Life is like a battlefield. That should be an obvious statement. A particularly high death toll appears in the battlefield of a person’s mind, though. In my opinion, a person’s mind is their worst enemy. You criticize yourself, and you judge yourself to an extent that no one else does. You see invisible flaws within yourself, and you dwell on nonexistent humiliations that never actually happened. In some situations throughout life, a person pushes themselves to the point that they are forced to let go of the things that they truly love, because they fabricated a lie for themselves that they need to let it go. In particular, I am referring to sports. Or school. Or anything regarding a skill that you feel the pressure to build up in order match and surpass another person’s. For me, this is something that comes back to chase me nearly every night.

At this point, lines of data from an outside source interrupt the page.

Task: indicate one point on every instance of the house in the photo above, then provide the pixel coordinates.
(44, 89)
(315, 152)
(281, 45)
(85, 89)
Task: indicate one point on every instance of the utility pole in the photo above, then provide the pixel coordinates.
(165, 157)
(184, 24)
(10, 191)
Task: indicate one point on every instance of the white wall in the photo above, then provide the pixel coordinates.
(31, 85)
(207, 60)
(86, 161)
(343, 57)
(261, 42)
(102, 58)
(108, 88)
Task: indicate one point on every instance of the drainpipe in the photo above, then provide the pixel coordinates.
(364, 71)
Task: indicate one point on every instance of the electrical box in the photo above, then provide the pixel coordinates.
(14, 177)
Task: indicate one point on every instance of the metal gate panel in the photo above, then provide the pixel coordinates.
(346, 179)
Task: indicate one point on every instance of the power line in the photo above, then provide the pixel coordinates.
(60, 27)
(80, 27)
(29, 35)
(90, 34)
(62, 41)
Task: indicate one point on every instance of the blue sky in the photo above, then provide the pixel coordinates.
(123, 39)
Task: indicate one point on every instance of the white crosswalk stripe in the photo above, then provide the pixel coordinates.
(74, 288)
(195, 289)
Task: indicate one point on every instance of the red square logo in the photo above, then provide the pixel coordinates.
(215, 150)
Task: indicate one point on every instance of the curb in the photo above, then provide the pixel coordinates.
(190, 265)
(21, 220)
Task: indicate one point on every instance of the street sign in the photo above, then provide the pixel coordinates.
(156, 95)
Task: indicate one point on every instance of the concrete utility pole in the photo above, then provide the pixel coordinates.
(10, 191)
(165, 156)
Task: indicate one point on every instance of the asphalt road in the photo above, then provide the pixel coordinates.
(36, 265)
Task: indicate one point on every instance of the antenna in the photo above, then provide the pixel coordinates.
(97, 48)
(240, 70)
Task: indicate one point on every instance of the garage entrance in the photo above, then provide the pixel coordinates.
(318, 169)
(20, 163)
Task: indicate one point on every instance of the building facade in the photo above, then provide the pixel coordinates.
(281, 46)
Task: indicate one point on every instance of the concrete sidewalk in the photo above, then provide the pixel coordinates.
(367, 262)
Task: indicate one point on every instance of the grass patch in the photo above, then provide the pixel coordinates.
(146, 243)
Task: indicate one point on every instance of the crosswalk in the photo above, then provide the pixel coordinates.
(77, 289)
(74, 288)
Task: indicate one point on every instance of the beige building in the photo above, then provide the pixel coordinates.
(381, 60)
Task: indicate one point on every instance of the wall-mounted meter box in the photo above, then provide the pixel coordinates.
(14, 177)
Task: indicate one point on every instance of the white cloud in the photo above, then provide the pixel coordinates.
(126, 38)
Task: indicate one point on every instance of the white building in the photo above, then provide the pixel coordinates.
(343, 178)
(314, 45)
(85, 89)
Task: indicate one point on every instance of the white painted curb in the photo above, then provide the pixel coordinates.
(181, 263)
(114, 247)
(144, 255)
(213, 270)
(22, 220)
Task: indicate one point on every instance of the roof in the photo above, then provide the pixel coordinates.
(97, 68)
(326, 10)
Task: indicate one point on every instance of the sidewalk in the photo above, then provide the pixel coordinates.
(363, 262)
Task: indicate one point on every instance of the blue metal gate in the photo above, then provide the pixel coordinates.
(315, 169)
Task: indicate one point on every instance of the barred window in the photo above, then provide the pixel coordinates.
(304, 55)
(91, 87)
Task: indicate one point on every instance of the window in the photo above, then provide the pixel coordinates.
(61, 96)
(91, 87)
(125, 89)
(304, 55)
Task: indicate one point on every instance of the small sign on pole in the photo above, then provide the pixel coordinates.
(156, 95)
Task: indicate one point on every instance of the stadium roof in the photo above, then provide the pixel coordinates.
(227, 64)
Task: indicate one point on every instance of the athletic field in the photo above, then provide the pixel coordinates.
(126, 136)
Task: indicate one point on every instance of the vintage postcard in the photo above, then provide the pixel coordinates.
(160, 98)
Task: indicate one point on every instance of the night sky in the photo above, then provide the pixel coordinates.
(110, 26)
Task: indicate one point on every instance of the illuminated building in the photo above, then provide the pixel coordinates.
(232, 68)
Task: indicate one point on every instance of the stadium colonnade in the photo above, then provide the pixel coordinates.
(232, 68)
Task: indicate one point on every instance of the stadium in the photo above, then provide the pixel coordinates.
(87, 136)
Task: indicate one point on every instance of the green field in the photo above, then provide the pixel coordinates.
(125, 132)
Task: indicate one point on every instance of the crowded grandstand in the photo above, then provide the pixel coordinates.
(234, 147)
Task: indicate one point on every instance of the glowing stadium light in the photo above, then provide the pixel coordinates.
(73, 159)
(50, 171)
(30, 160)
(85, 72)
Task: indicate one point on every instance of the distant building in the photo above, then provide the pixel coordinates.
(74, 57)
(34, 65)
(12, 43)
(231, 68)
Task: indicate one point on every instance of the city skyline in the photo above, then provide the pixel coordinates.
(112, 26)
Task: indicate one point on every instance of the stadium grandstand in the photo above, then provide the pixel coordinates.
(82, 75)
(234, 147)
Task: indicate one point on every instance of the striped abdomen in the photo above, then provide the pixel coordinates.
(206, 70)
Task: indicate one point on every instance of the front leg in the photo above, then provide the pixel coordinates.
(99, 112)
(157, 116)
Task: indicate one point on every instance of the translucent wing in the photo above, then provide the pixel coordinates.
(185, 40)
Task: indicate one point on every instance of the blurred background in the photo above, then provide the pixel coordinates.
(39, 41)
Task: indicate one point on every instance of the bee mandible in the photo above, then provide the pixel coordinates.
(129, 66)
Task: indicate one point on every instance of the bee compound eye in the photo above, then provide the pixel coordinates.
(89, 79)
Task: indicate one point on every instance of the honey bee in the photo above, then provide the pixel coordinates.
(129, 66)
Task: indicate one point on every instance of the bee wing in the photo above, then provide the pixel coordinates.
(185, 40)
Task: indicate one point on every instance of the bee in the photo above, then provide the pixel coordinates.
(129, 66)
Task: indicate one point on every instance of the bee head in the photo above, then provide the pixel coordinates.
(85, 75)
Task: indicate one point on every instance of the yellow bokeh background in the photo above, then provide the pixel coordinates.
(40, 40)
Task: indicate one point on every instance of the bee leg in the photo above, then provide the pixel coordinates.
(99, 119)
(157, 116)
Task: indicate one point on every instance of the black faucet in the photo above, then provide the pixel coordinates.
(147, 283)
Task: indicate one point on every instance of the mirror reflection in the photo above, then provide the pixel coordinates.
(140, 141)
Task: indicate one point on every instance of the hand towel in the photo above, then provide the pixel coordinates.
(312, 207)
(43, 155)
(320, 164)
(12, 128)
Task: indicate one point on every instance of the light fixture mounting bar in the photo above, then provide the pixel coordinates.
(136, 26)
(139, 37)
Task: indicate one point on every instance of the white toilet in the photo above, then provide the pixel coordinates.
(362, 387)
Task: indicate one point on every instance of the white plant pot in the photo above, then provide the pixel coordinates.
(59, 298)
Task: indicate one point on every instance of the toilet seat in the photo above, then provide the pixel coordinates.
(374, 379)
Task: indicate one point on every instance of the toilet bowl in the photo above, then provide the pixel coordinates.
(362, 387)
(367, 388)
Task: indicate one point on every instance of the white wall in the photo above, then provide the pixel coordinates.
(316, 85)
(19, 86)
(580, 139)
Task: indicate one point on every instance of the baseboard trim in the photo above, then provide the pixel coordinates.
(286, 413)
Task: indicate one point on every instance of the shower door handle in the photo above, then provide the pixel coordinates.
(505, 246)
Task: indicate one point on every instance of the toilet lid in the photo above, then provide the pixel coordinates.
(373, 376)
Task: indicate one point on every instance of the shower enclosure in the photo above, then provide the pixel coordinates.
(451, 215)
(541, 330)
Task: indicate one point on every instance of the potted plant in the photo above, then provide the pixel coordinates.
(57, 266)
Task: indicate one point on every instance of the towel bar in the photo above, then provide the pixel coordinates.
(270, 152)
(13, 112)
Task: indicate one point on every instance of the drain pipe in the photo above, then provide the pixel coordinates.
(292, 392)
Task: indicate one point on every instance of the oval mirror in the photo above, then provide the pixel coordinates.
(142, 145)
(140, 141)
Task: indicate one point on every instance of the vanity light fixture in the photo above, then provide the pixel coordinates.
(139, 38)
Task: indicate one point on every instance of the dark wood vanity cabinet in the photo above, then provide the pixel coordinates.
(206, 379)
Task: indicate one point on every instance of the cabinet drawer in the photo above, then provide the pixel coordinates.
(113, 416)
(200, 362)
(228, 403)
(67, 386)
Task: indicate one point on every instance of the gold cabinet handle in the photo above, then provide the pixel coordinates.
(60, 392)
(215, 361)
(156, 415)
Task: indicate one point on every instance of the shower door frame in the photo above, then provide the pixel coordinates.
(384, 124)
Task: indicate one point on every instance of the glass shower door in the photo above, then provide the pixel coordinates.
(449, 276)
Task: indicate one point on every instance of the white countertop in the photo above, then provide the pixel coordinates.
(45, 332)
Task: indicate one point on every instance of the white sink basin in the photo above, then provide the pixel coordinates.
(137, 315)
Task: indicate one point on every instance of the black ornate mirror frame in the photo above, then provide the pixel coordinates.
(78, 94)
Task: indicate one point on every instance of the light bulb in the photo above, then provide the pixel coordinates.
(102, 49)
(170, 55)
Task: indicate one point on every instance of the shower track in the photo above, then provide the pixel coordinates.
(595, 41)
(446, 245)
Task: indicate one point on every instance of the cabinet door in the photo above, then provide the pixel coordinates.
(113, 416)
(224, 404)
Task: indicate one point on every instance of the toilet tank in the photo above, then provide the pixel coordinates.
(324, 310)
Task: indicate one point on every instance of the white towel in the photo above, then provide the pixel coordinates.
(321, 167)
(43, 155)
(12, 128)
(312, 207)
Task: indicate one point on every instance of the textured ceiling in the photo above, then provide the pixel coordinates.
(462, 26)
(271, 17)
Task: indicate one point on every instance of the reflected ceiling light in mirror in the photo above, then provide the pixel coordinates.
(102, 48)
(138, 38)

Fortunately, it is not always as damaging as it could be. Everything could always be worse. If you love something-for example, to dance, or to run-then don’t ever give up on it just because someone else is better, faster, or more flexible than you. This issue resulted in a severe lack of self-esteem from years of draining self-deprecating thoughts and negative comments from others. Having said that, even though continuing to follow-through with what you love against the thoughts of yourself and others is the best thing to do, it unavoidably breaks through the strongest and determined exterior in order to tear you down. By chasing your dreams, you may destroy every bit of self-worth that you have ever believed you had along the way. In order to succeed, you must be willing to sacrifice something. If you can’t sacrifice anything, then you will never be able to hold on to the things that you love.
So, I loved to dance. And I still do. But, I went through the harshest times because of it. My mind turned into a twisted, macabre trap. My heart turned into an aching stone, hanging heavy in my chest, barely pulsing. No matter what I tried to tell myself, and no matter how many times I could have been reminded about how I had another talent or something else to focus on, I was never happy. I pushed myself to train until every part of me was torn and bloody. Although dance was only one out of many aspects of my life, it hung over every single fraction of my world like a dreary fog, rendering me unable to stand up and find joy in anything else. Where I once was filled with passion and optimism, there I stood, doused in bitter, twisted lies, being crushed into the dirt by relentless warhorses. My mind was a foul place, and still is, from time to time.